Seismic company SeaBird Exploration increased its revenues during the last quarter of 2018 and managed to cut its losses compared to the prior-year period.
In its financial report released on Tuesday SeaBird said it had recorded revenues of $6.8 million in 4Q 2018 compared to $5.4 million in 3Q 2018 and $5.5 million in 4Q 2017.
The company reported a net loss of $3.7 million for 4Q 2018 compared to the net loss of $4.9 million in the same period in 2017.
The company had a vessel utilization of 58% in 4Q 2018, compared to 55% in 3Q 2018 and 42% in 4Q 2017.
The company had three active vessels during the quarter, one vessel starting operations late in 4Q after docking, and one vessel warm stacked. SeaBird said it expects to maintain four vessels in operation for the first quarter of 2019 and expects utilization for 1Q 2019 to be higher than 4Q 2018.
Tendering activity healthy
SeaBird said that the improved oil & gas sentiment seen earlier in the year continued in quarter four, although the reduction in the oil price created some near-term uncertainty in the financial markets.
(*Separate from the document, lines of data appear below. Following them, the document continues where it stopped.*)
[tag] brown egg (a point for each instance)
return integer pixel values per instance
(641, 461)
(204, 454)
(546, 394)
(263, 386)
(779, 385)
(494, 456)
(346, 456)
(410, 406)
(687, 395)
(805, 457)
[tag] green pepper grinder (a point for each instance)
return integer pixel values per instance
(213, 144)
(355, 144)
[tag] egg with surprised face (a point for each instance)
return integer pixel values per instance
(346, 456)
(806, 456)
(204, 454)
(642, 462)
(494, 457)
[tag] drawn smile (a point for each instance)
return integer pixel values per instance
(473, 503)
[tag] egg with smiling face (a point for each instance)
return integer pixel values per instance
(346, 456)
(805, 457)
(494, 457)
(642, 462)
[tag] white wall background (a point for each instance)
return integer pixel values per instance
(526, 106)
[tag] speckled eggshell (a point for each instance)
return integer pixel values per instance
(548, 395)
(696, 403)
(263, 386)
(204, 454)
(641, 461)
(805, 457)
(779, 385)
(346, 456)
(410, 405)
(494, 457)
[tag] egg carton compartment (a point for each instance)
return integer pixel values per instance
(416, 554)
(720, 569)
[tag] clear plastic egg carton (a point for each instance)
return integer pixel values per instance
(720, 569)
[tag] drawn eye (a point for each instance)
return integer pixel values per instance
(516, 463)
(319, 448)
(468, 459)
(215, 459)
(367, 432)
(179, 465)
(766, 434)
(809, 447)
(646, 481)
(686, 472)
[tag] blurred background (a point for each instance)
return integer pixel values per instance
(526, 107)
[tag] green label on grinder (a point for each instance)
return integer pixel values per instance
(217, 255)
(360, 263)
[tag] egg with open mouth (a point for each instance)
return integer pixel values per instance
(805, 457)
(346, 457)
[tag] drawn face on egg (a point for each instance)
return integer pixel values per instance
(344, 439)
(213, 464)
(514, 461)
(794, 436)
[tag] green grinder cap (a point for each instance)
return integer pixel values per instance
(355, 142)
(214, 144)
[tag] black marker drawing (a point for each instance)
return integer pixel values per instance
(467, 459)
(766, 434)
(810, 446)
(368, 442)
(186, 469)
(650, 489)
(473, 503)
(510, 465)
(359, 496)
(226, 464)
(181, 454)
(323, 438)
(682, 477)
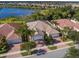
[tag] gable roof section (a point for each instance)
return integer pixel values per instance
(8, 31)
(66, 22)
(42, 26)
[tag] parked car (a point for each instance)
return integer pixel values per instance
(41, 52)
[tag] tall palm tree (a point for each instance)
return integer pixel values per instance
(25, 32)
(3, 44)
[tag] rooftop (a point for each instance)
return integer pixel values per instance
(68, 23)
(42, 26)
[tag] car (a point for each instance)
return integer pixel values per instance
(41, 52)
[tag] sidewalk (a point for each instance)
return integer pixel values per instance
(17, 53)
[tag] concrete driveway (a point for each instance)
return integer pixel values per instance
(13, 52)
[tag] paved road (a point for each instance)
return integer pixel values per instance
(54, 54)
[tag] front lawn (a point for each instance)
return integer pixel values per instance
(52, 47)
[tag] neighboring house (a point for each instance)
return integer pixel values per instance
(9, 32)
(68, 23)
(41, 26)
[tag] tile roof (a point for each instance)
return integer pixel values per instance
(66, 22)
(6, 30)
(42, 26)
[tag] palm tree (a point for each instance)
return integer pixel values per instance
(25, 32)
(65, 32)
(3, 44)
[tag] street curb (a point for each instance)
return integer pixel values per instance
(50, 51)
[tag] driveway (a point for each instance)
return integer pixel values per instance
(14, 52)
(54, 54)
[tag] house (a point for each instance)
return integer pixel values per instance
(9, 32)
(68, 23)
(41, 27)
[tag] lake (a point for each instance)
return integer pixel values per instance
(8, 12)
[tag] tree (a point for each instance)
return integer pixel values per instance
(28, 46)
(74, 35)
(3, 44)
(47, 39)
(25, 32)
(72, 53)
(65, 32)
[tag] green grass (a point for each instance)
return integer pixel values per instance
(52, 47)
(70, 44)
(24, 53)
Tendering activity continued at a healthy level.
According to the company, most contracts year to date have been related to ocean bottom seismic surveys (OBN) largely driven by the oil & gas companies’ focus on increased oil recovery on producing fields, as well as near-field exploration. The OBN market is thus experiencing strong growth with tenders coming from all geographic regions. OBN-related source vessel tenders have a high conversion rate.
“We continue to see a healthy number of exploration-related 2D and 3D streamer survey tenders, and we were recently awarded two 2D contract surveys in South America.
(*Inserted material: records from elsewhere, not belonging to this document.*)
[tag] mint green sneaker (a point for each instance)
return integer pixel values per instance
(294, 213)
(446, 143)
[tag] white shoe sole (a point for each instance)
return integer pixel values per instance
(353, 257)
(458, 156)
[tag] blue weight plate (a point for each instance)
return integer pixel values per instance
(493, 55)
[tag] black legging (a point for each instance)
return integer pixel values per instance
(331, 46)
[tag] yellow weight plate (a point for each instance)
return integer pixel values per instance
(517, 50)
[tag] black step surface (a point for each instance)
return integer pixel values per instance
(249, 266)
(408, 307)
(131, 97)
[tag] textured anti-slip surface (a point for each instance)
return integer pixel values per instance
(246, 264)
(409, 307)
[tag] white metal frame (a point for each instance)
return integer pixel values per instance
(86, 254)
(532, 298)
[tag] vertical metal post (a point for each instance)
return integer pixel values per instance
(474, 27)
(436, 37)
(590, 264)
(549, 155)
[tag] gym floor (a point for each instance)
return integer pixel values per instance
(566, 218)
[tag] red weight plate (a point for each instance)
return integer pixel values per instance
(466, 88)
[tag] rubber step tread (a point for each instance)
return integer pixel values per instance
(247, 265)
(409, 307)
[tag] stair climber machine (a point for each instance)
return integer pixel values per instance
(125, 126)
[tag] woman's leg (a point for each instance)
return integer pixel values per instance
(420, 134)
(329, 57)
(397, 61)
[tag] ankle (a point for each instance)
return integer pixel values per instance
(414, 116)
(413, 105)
“Multi-client streamer activity is still lagging given limited prefunding. We would expect this market segment to improve as exploration spending by the oil companies increases,” SeaBird said.
“With many oil companies now indicating increased exploration activity and spending in 2019, we expect tender activity to recover and continue at a solid rate going forward. Moreover, we believe the ongoing consolidation of the seismic fleet and the reduction in seismic streamer operators have improved the company’s position in its core markets,” SeaBird stated.
Seismic spending in 2018 has largely been targeting increased oil recovery (IOR) from producing fields and near-field exploration, and this has resulted in a commensurate increase in source vessel demand related to ocean bottom seismic surveys. SeaBird stated it expects the growing volume of ocean bottom seismic activity to continue in 2019.